Page 1 of 1
Receiving HTML from AJAX appl
Posted: Mon Sep 27, 2010 9:40 pm
by nah
I have run an application that picked and unpacked HTML from a web page.
Now, the web page has been redesigned, so now it uses AJAX.
This means that the HTML is no longer updated.
Has anyone here experience on this subject?
Best regards
Niels
Re: Receiving HTML from AJAX appl
Posted: Tue Oct 05, 2010 10:20 am
by Morten|Dyalog
I don't think there is an easy solution to this, as the web page is now expecting some client code to run in the web browser. Writing your own JavaScript interpreter (or similar) is probably more work that you would like to do :-).
You might be able to get away with using a tool like "Fiddler" to spy on the HTTP communication and see what the AJAX client-side sends to the server and reverse engineer that - this MIGHT give you the information that you need, depending on what is going on. But this is probably a very long shot.

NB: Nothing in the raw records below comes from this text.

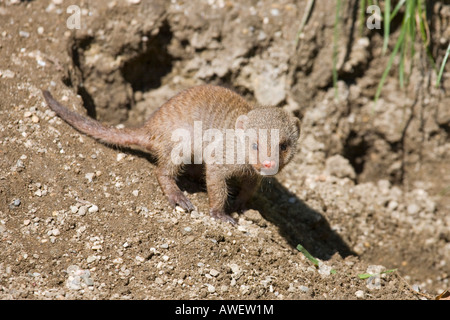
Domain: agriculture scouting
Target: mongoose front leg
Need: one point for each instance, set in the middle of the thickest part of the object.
(217, 188)
(169, 186)
(249, 185)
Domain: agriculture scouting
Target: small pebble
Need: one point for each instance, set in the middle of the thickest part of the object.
(214, 272)
(93, 209)
(24, 34)
(121, 156)
(82, 210)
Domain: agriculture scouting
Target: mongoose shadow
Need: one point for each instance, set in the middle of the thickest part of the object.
(297, 222)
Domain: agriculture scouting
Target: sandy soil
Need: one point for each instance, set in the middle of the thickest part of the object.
(368, 191)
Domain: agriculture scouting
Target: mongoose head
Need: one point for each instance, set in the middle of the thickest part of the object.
(272, 138)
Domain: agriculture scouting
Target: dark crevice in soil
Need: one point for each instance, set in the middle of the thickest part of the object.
(146, 70)
(356, 149)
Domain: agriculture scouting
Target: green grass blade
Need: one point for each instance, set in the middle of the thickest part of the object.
(335, 47)
(387, 24)
(441, 71)
(389, 65)
(305, 18)
(397, 8)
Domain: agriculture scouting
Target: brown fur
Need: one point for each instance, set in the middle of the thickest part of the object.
(217, 108)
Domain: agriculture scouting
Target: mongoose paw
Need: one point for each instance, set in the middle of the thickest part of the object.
(179, 199)
(222, 216)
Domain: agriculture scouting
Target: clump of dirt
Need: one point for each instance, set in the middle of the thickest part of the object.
(368, 187)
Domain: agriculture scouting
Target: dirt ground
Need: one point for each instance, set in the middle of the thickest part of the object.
(367, 192)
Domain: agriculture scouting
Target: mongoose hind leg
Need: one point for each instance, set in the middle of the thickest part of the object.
(166, 180)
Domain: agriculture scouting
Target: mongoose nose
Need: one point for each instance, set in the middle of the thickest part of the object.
(269, 164)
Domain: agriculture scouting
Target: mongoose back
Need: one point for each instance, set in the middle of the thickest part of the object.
(210, 109)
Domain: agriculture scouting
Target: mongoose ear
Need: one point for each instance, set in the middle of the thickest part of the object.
(298, 124)
(241, 122)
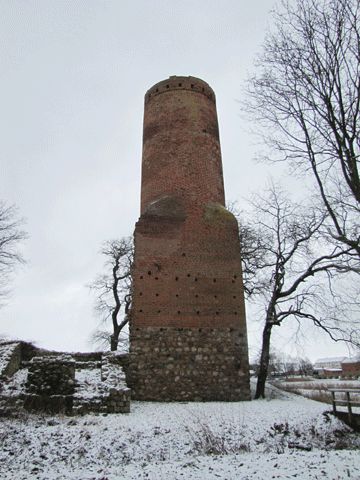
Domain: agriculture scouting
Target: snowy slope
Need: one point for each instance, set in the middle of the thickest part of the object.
(285, 437)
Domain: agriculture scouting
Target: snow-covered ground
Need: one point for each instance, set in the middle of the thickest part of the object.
(285, 437)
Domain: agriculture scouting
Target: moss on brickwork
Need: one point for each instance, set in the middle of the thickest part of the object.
(214, 213)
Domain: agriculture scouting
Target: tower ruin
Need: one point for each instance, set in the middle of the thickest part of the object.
(188, 332)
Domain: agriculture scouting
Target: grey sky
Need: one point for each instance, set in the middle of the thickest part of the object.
(73, 76)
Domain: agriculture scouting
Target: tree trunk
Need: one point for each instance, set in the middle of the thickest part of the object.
(264, 362)
(114, 339)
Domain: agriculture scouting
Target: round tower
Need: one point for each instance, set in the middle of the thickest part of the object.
(188, 331)
(181, 147)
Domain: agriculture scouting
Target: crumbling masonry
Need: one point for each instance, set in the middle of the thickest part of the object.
(188, 332)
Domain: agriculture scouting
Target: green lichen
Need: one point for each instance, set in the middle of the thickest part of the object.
(215, 212)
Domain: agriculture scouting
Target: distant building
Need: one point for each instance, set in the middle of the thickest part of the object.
(351, 367)
(329, 366)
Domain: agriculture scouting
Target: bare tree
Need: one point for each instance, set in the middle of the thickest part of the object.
(287, 287)
(306, 95)
(114, 290)
(11, 235)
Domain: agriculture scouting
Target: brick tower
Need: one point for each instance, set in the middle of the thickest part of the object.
(188, 332)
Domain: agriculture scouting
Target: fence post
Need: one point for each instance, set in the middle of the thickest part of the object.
(334, 403)
(349, 407)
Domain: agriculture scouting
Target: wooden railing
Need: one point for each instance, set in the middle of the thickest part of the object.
(348, 402)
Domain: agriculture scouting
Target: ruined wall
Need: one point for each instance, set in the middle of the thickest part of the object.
(188, 331)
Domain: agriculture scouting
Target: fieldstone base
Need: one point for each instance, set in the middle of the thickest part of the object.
(188, 364)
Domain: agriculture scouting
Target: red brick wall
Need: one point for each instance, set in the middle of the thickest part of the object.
(187, 270)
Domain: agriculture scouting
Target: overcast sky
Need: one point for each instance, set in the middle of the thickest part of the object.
(73, 74)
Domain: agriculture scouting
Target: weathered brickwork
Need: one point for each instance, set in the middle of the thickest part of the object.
(188, 318)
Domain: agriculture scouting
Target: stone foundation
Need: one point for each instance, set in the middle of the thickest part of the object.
(189, 364)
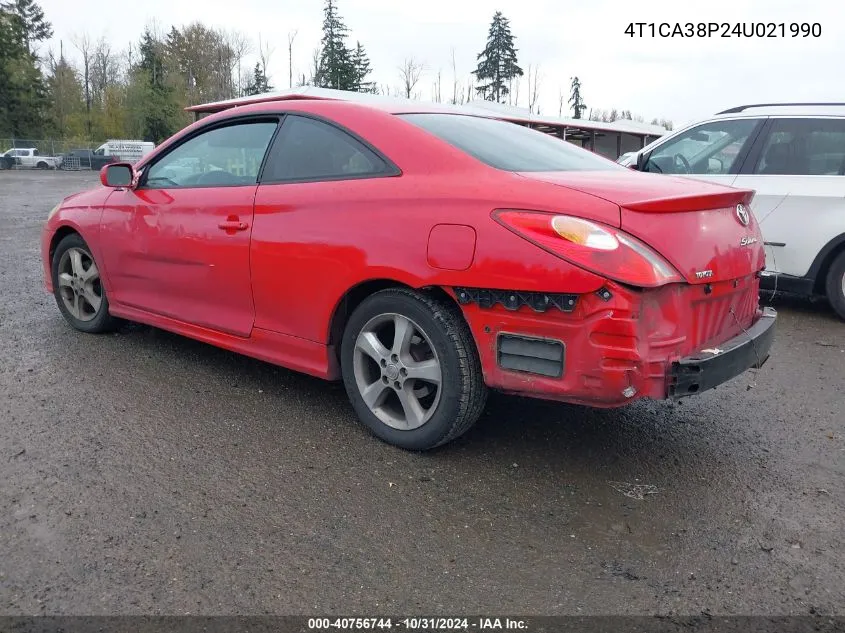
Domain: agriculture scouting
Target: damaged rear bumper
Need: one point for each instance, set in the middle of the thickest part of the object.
(711, 367)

Can you let us know which page you are trying to "scrape"?
Re: Receiving HTML from AJAX appl
Posted: Tue Oct 05, 2010 8:13 pm
by nah
A nice example is "http://www.soccerway.com/national/sweden/allsvenskan/2010/regular-season/",
delivering Swedish soccer results. When I study the source to the shown page I can extract the content,
but after pressing "Previous" I see the previous results on the screen but the source is not updated.

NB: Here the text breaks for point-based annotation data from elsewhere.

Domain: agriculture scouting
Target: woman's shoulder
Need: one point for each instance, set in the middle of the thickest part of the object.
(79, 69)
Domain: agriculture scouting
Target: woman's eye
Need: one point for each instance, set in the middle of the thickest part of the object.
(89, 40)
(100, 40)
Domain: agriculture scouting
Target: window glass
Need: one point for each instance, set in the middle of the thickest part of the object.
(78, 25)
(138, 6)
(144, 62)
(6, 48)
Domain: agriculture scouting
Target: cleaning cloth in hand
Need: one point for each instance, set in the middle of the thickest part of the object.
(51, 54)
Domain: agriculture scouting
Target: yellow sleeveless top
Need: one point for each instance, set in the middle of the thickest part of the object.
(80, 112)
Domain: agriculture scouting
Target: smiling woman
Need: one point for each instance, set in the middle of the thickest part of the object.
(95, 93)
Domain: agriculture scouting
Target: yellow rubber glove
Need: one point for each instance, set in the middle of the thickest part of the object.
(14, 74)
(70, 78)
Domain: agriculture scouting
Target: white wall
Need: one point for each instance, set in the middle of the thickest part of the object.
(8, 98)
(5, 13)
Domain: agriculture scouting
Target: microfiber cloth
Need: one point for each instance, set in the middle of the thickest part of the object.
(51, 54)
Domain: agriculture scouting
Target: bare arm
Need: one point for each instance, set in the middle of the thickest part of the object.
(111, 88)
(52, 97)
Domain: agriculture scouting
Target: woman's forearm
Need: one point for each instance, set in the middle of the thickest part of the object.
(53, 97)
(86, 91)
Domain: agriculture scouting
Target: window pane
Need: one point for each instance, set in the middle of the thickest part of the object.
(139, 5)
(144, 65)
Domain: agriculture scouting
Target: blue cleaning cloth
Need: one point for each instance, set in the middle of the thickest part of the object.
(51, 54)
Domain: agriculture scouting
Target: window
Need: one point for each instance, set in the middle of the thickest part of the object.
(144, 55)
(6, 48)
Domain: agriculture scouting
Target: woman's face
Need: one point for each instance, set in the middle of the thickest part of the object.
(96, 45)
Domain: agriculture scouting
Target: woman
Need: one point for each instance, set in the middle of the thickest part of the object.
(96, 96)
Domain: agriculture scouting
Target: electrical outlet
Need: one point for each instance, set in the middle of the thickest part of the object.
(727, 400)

Re: Receiving HTML from AJAX appl
Posted: Wed Oct 06, 2010 7:40 am
by harsman
That the page is using AJAX means it is retrieving data from the server in a more data oriented format than HTML, usually JSON or XML. This might actually make it easier to extract data compared to scraping it from HTML.
If you look at the Javascript source or watch network traffic (either via an external tool like Fiddler that Morten suggested, or with a browser integrated tool like Firebug for Firefox), you should be able to reverse engineer what HTTP-requests to make to get the data.
Re: Receiving HTML from AJAX appl
Posted: Thu Oct 07, 2010 6:00 pm
by alexbalako
Niels,
You may try to use Internet explorer ActiveX control which will execute java script for you on a page.
Than pool HTML from it.
Re: Receiving HTML from AJAX appl
Posted: Thu Nov 03, 2011 3:52 pm
by Dick Bowman
Have there been any further developments on this topic in the past year?
I find myself in a similar situation - a little application that page-scraped HTML now broken because the site author (British Met Office) now generates the pages seen in the browser with JavaScript. Obviously (?) the data I want to bring into APL is reaching my computer, but the browser seems to hide it from me.
Any specific suggestions about tools to look at? I'm not sure whether the last post is talking about general principles or something specific.
Re: Receiving HTML from AJAX appl
Posted: Thu Nov 03, 2011 4:12 pm
by Morten|Dyalog
Dick Bowman wrote:Have there been any further developments on this topic in the past year?
Not directly, but the MiServer team has a prototype of a tool to encode and decode JSON, that will be used for AJAX-style interaction with MiServer applications.
However, unless the data supplier documents the format of the required HTTP transactions, the only "solution" for the problem extracting data from web applications which use AJAX is to snoop on the communication between the Javascript application running in the browser and the server, and use Conga to send a similar request to the server, and either ⎕XML or the JSON-decoding tools (or something else, depending on the format) to take the result apart.
Re: Receiving HTML from AJAX appl
Posted: Wed Nov 16, 2011 3:05 pm
by Dick Bowman
Quick update to confirm that this thread has shown me what I needed to do...
0⊃ Firebug revealed that the Javascript was pulling files with the .json extension from the distant server
1⊃ Put together a quick/dirty decoder for the .json files
Which has put the broken part of the application back into action.
Thanks to all.